Because I’ve always been intimidated by dried beans, I thought it might be a good idea to join the Rancho Gordo Bean Club. The company has a well-deserved reputation for high-quality products and offers a wide variety of heirloom beans, many of which cannot be found on supermarket shelves. So, when, after two years on their waiting list, they notified me a club membership was available, I quickly signed up for quarterly shipments of six packs of beans. To date, I’ve received three deliveries and have only cooked four packs of beans, the last of which inspired today’s post: Royal Corona Bean and Wild Mushroom Stew.

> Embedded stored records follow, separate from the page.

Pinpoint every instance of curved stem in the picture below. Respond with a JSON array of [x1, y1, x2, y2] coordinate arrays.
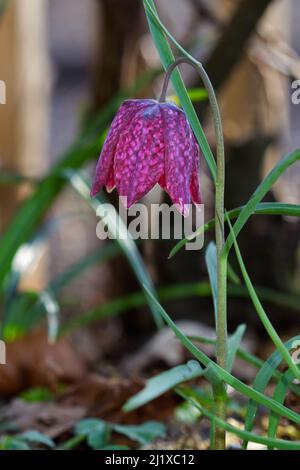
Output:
[[160, 57, 227, 450]]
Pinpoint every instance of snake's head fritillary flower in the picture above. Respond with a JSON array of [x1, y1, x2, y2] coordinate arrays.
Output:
[[91, 99, 201, 216]]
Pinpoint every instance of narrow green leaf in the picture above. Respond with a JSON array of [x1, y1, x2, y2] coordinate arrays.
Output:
[[61, 281, 300, 335], [223, 150, 300, 256], [243, 336, 300, 448], [56, 435, 85, 451], [124, 360, 204, 411], [170, 202, 300, 257], [226, 324, 246, 373], [178, 389, 300, 450], [190, 334, 300, 400], [227, 262, 241, 285], [141, 285, 300, 426], [267, 369, 293, 449], [205, 242, 218, 323]]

Having had some success with my three previous segues into bean cooking, I decided to attempt something more daring. Rather than following the package direction for cooking the beans, I used a recipe from Alison Roman that called for cooking the beans without soaking them, uncovered, at a bare simmer for one to two hours in a rather unorthodox broth. In addition, the bean-stew recipe from the Rancho Gordo newsletter called for a couple of brand-name ingredients as well as for Swiss chard that I didn’t have on hand. But being in a daring mood, I decided to make some substitutions.
Well, my intrepid foray into bean cooking hit a few snags along the way. My beans took close to five and a half hours to cook and still were a little more al dente than I would have preferred. Likewise, the supermarket’s replacement of baby kale for the fresh kale I ordered didn’t deliver the flavor or texture I had expected. On the brighter side of things, however, the cooking method of the beans yielded a mighty flavorful broth owing largely to its use of caramelized onions, garlic, and lemon along with dried chiles. Similarly, my substituting more dried porcini for the recipe’s brand-name seasoning blend as well as replacing the called for miso with tahini spiked with soy sauce gave the stew the woodsy and umami flavors I was looking for.